Myrren of the Bloom

Silence trimmed to a perfect edge.

There are many ways to keep a secret. Some are soft—moss over footsteps, mist over water. Myrren of the Bloom prefers the kind that leave a clean, undeniable absence. Among the Whispering Bloom, they are the hand that tidies shadows after the council has decided what must be done. Vinebound by birth and vocation, Myrren moves like a trellis taught to walk: stems braided for grace, thorns folded flat until the moment they are not. Their voice is quiet, their manners impeccable, their ledger meticulous. The last thing most people remember is how polite the darkness felt.

Twilight.
When the Shadekin rose and the Whispering Bloom consolidated its will, the Mire needed more than intrigue—it needed precision. Nightshade Weaver set about shaping a cadre who could impose order without rumor, and Myrren became the pattern by which the rest were trained. They wore a mantle of dreamweave that bent sight and softened sound, a gift woven from the spores that lift at moonrise along Hollowroot’s canals. Duskwyrms shadowed their patrols, not as mounts but as moving curtains of night; the great drakes regarded Myrren with the wary respect reserved for a quiet storm.

Their charge in these years was twofold. First: prune dissent within the Bloom before it flowered into schism. A whispered correction here, a vanished agitator there, a “change of heart” shepherded by Memory Drakes whose crystal-latticed hides kept what should be kept and trimmed what should not. Second: tend the border where Galdrowen’s quilts of Thornspine quills sang their warning. Myrren learned the music of those resin walls—a low, almost kindly hum that became a snarl when crossed—and developed paths that carried agents between the notes. They did not love violence; they loved symmetry. When a raid was necessary, it unfolded like a diagram: minimal cuts, maximum consequence, no splatter on the page.

What they believed, few can say. Myrren was neither zealot nor doubter. They spoke of the Mire as a patient and of themselves as scalpel—tools do not preach to the flesh they save. When Bloom defectors began spreading madness harvested from corrupted Memory Drakes, it was Myrren who laid the problem to rest. They did not crow about it. They returned to Hollowroot, hung their dreamweave to dry, and filed a report written in the tidy hand of someone who has practiced mercy until it looks like efficiency.

Echoes.
The world softened. The Prism Star’s return brightened the upper sky, and even the Mire’s gloom learned to glitter.
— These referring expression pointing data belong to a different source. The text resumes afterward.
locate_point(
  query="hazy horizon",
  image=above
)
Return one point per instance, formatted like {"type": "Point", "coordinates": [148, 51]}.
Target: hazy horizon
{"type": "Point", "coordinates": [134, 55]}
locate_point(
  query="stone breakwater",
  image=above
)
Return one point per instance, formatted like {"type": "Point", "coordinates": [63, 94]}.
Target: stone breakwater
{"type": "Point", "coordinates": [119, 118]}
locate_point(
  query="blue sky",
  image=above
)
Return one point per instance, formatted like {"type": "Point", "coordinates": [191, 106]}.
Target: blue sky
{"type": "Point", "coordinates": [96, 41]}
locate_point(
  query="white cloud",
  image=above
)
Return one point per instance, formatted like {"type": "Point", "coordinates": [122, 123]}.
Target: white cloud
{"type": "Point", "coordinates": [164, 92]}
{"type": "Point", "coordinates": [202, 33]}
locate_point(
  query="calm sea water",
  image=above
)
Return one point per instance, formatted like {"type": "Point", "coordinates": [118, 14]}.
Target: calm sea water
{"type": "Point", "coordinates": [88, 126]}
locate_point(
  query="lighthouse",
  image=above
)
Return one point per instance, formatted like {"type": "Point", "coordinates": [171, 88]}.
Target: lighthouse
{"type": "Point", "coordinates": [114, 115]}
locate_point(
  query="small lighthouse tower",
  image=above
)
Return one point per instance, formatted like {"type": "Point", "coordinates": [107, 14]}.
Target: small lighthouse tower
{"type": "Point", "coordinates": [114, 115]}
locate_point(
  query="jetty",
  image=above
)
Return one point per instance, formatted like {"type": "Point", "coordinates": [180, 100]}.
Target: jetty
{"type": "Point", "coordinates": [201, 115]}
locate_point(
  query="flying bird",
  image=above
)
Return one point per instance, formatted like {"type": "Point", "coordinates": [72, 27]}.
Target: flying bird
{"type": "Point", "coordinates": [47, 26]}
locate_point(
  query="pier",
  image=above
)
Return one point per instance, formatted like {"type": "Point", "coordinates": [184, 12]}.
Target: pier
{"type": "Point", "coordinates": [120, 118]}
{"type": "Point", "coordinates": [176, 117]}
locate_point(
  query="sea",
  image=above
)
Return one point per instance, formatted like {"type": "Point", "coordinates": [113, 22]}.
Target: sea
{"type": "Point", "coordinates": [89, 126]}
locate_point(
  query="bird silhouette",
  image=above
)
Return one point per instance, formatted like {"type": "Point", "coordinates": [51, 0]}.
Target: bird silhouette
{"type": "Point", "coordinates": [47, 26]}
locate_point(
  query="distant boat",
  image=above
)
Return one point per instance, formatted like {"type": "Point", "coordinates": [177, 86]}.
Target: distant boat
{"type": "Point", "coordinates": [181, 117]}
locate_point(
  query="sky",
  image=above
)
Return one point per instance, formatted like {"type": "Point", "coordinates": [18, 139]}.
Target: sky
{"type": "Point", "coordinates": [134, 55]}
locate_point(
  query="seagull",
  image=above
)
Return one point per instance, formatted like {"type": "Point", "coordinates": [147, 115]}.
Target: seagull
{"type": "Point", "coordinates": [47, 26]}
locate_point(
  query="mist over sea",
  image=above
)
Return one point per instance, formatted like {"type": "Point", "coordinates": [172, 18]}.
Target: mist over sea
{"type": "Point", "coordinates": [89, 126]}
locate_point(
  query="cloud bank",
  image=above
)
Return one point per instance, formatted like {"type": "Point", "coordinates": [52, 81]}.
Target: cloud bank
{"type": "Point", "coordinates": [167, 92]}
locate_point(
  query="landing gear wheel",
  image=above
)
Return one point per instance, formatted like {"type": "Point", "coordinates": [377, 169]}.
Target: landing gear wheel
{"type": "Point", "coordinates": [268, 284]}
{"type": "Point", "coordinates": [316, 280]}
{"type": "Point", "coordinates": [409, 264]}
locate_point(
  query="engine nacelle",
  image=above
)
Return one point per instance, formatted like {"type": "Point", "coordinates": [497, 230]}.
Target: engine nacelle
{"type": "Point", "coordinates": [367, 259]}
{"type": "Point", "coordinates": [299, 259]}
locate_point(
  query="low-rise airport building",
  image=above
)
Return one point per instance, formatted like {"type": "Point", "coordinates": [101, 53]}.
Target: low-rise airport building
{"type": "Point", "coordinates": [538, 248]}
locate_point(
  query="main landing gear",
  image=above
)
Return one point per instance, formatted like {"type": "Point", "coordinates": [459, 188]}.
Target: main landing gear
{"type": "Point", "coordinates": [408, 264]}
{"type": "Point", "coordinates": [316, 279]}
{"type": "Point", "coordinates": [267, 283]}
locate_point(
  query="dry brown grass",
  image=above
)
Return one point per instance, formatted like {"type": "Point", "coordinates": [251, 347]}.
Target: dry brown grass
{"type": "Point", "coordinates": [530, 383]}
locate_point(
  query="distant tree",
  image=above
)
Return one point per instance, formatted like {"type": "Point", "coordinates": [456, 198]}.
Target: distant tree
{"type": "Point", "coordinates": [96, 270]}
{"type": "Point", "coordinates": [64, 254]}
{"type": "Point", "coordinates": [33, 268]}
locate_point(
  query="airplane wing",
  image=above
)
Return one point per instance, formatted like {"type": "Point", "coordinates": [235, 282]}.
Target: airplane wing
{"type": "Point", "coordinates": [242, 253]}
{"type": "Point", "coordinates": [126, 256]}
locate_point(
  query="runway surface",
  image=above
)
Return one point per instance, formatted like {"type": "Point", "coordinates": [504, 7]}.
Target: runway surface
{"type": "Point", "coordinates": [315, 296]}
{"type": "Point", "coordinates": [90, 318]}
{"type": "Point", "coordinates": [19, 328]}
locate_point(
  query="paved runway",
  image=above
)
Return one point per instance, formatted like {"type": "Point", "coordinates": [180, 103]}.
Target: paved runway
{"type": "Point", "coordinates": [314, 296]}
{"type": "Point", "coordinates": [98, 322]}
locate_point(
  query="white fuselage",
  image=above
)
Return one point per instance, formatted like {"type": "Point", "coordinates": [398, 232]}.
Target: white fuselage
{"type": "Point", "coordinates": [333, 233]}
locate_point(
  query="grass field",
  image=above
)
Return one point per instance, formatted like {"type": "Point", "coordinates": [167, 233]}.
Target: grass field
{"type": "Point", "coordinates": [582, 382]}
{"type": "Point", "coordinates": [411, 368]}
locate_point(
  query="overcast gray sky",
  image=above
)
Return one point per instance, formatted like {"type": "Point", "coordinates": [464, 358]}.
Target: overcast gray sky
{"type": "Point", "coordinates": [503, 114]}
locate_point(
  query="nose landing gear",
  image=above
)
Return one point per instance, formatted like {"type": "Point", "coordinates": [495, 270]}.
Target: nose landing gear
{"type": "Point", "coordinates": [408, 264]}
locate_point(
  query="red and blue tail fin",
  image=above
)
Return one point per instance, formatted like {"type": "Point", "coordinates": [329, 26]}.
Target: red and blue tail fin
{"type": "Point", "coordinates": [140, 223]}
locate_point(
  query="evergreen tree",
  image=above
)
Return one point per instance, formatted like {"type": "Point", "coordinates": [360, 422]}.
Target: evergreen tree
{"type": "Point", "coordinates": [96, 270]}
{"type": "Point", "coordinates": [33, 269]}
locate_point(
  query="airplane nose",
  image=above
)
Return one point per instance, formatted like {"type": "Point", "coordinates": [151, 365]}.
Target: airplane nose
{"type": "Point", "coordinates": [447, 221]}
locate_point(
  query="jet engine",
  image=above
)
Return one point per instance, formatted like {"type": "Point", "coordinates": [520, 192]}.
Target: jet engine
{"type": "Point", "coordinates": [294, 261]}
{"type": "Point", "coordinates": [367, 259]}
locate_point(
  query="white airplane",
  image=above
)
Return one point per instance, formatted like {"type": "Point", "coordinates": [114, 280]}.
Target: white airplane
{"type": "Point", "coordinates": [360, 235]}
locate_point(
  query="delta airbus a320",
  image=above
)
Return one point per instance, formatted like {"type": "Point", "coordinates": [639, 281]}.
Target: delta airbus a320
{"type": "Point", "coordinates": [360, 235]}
Nightshade Weaver’s ambitions widened accordingly: influence must reach beyond the reeds, into drowned Vaelorien where grief made soft targets and into the courts of Itharûn where honor could be used as handle. Myrren’s remit became outward—“Expand along the quiet seams,” their orders read, “and where the cloth is rotten, cut.”

In Vaelorien, they moved like a diver among bell-tones. Lantern-light doubled on black water as Tidecaller Aeliryn rebuilt with care; Myrren offered help no one saw them give, then guided those favors toward outcomes the Bloom preferred. Smugglers bearing stolen relics began delivering to the wrong collectors—for reasons they could not recall. Petty lords with a taste for ghost-silk suddenly found their nightmares curated, their appetites redirected to more civic hungers. Nothing dramatic. A city can be turned with a fingertip if the touch is applied in rhythm.

Back in the Mire, their relationship with Nightshade Weaver deepened from loyal operative to “field agent and executioner”—the phrase is recorded in a ledger whose pages will never be found. When overgrowth threatened Hollowroot itself—sentient creepers blooming without sanction—Myrren led a quiet cull in which not a single scream managed to cross the water. They coordinated with Tharnshade, who prefers grand strategies and iron diagrams; Myrren supplied the negative space those diagrams require: the places where a line should not be drawn.

And still they visited the Memory Drake Whisperwind, pressing a hand of green filigree to the elder’s cool crystals to consult the recent past. The drake’s mind was a library of echoes; Myrren was the librarian who returned books to the right shelves. Some evenings they stood on a root-bridge and listened to the far hum of Galdrowen’s quilts, thinking of the care that hum implies. On such nights they walked home slower.

If Nightshade Weaver is the Bloom’s will, Myrren of the Bloom is its neatness—the art of leaving no loose petal where a storm could begin. In the era of Echoes, when alliances are rebraided in every realm, neatness can be mistaken for peace. Myrren is content with the mistake. After all, a garden that looks untouched is often the best-tended of all.